Again if you noticed that there is morph missing please comment so that I can add it to the list.*


----------



## secede0

This is coming together really nice. Do you think you could share it in a different style? The big paragraphs like the ones for Tincs and Pumilio are hard to digest. Perhaps bullets/sub bullets, or a table.

examples:

*Dendrobates:
-Auratus*

Alto de Piedra
etc
*-Leucomelas*

Banded
Narrow
Wide

Clown
etc
*-Tinctorius*

etc


*Dendrobates**Auratus**Leucomelas**Tinctorious**Truncatus*Alto de Piedra Banded (Narrow)etcetcetcBanded (Wide)Clownetc


----------



## Ameergra

I will try!


----------



## ritersofly

secede0 said:


> Great work! I made something similar to this a while back. Its a list of most of the frogs that breeders are working with in the U.S. I'm sure its missing some. I also included links to some of the most well known breeders/suppliers.
> Dart Frogs in the U.S.
> Feel free to copy/improve/and share again.

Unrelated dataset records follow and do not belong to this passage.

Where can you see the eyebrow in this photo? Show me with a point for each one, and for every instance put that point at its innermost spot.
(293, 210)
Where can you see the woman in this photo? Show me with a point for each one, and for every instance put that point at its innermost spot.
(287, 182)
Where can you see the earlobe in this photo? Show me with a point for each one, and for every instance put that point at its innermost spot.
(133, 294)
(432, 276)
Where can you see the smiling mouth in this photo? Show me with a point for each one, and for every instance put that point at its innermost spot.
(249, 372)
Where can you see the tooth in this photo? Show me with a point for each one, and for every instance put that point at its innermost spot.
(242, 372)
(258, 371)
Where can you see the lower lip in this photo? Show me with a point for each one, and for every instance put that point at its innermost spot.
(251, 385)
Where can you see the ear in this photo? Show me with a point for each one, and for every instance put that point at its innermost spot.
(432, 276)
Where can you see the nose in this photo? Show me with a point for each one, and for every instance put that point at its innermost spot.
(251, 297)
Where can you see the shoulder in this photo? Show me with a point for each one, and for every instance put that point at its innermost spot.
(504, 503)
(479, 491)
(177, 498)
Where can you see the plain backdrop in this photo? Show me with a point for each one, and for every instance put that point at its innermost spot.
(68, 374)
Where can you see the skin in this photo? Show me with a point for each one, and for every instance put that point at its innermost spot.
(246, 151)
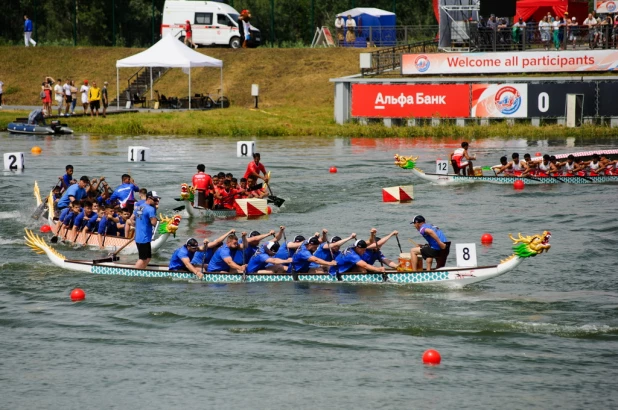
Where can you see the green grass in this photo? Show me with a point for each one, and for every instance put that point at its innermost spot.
(297, 121)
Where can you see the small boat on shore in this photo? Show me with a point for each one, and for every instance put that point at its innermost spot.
(409, 163)
(450, 277)
(21, 126)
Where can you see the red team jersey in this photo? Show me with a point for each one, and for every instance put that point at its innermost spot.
(202, 181)
(253, 168)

this excel sheet is super helpful I hope you keep updating it and honestly dendroboard should pin it and also OPs great list too!


----------



## Uwharrie

Thanks. It is super helpful for new folks like me. Now if someone would come up with updated care sheets. ( I know there are some out there)


----------



## Ochinee

Thanks both of you for your time and work on these! I'm seasoning my first enclosure and hope to be ready to add frogs in about 8 weeks or so.


----------



## secede0

Dart Frogs in US

I'm opening up the doc for anyone to edit. I have a backup copy of course, but I'm curious if others will add there input.


----------



## Ochinee

secede0 said:


> Dart Frogs in US
> I'm opening up the doc for anyone to edit. I have a backup copy of course, but I'm curious if others will add there input.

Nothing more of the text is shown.